In this series about Giving Up our Rights, the first right we want to look at is the right to life. Is this really a right promised in Scripture and compatible with the Gospel of Jesus Christ?
Everyone Deserves Life
No one can deny that all people desire and deserve life. It is for life that God created this world, and it is through life that we glorify God. Even those who live without God know all people deserve life, which is why the penalty of death is reserved for our worst criminals.
And murder, which is wrongfully taking the life of another, is viewed by all cultures as one of the worst crimes that can be committed. So it is natural and normal to claim our right to life.
The Cost of Demanding our Right to Life
Problems arise, however, when in our attempts to maintain and preserve our life, we fail to recognize the source of all life, namely God, and that because all life derives from Him, every other person on this earth has just as much of a right to life as we.
Divorced from God, an individual’s right to life can lead them to kill and destroy the lives of the innocent, the weak, the poor, the voiceless, and defenseless. Thousands of people are killed through genocide or war when one person or one group of people decide that the way they want to live their life requires the death of others.
There are numerous examples of this, but one main practice comes to mind, especially since it is so prominent in our culture today: the sacrificing of our children in the name of business and success.
In ancient times, people would lay their infant babies in the fiery red-hot hands of the god Molech, in the belief that Molech would give them prosperity in their business, crops in their fields, and success in life.

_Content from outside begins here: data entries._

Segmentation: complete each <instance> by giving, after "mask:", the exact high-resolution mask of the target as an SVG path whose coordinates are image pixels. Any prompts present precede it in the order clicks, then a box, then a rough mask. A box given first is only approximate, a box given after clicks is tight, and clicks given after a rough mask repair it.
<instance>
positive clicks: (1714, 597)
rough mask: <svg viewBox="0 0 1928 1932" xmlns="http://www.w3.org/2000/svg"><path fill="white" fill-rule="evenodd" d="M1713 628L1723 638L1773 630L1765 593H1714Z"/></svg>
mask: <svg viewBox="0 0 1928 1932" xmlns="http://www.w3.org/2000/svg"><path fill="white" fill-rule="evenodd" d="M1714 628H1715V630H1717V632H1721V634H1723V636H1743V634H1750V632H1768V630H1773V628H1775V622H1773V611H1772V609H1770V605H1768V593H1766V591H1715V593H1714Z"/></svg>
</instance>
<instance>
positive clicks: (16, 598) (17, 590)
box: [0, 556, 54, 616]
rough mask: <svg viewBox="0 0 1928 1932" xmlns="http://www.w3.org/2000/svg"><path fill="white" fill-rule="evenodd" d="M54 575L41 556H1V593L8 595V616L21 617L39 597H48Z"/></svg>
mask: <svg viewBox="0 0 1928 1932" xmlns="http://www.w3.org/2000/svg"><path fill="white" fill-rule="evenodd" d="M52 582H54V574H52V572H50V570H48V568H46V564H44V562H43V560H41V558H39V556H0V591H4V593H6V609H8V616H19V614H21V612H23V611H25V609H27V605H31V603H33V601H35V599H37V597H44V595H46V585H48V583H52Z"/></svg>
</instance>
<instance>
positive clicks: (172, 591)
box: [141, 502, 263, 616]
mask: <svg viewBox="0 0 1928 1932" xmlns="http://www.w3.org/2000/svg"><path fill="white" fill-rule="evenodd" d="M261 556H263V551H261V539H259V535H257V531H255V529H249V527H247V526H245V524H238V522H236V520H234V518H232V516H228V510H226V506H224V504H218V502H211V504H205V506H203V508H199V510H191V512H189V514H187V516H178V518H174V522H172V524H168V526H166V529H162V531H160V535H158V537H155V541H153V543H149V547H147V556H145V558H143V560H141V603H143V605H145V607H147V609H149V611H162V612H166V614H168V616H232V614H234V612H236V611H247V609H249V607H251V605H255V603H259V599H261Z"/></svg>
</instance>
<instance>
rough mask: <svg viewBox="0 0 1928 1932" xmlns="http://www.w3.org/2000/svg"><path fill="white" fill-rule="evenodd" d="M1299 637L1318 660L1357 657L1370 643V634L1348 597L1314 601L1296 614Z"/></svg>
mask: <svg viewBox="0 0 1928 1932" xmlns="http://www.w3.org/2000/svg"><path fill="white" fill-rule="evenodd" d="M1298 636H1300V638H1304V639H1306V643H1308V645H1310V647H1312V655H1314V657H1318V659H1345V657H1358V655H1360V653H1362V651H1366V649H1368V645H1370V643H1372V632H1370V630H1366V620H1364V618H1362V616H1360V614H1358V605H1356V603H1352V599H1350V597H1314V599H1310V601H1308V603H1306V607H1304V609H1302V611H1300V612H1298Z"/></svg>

Similarly today, we sacrifice our children through abortion and neglect as we strive after success in business and the next big promotion. We have a plan for our lives and far too often, children get in the way. Do not children also have a right to life?
The Church’s Collaboration with Death
I fear that in many ways, the churches collaborate in this terrible practice of killing others for the sake of a few to live as they please. While some churches do speak against abortion, we usually also condemn the single mothers or young couples who feel that abortion is the only way out of a difficult situation.
It is so much easier to condemn the mother for aborting her pregnancy, when in reality, churches are often guilty of helping set up conditions in which the mother feels she has no choice but to abort. When a young woman gets pregnant out of wedlock, rather than come around her in love and support, with promises to protect and provide, we more often than not cast her out like a sheep among wolves.
The same goes for drunkards, drug addicts, and prostitutes. Rather than judgment and rejection, which essentially amounts to condemning them to death, what should our response be to these men and women?
[This post is part of a series called “Give Up Your Rights” which will form a chapter in my forthcoming book, Close Your Church for Good.]
Peter Kirk says
Unless the victim is black and you can spin a plausible story about self-defense.
Sam says
Based on what various family members and friends in the medical profession who deal with pregnant young women have told me, many pregnant out-of-wedlock young women face tremendous pressure from both their parents (including the good religious folks) and the guy who got them pregnant to have an abortion.
The parents don’t want to deal with the social stigma and don’t want the possible work and expense of possibly having to raise a grandchild. The guy doesn’t want eighteen years of child support, and doesn’t want his family to find out he got some young woman pregnant.
Yet who does the church almost always condemn for the abortion? – The young woman, when in fact these other players were complicit. Adoption is often an option, but the father-to-be and the young woman’s parents want an immediate solution to the “problem”.
I find this yet another obvious example of where those in the church who feel that men should lead (translate that control) have allowed and encouraged women to be led. Someone has blood and their hands and it is not I.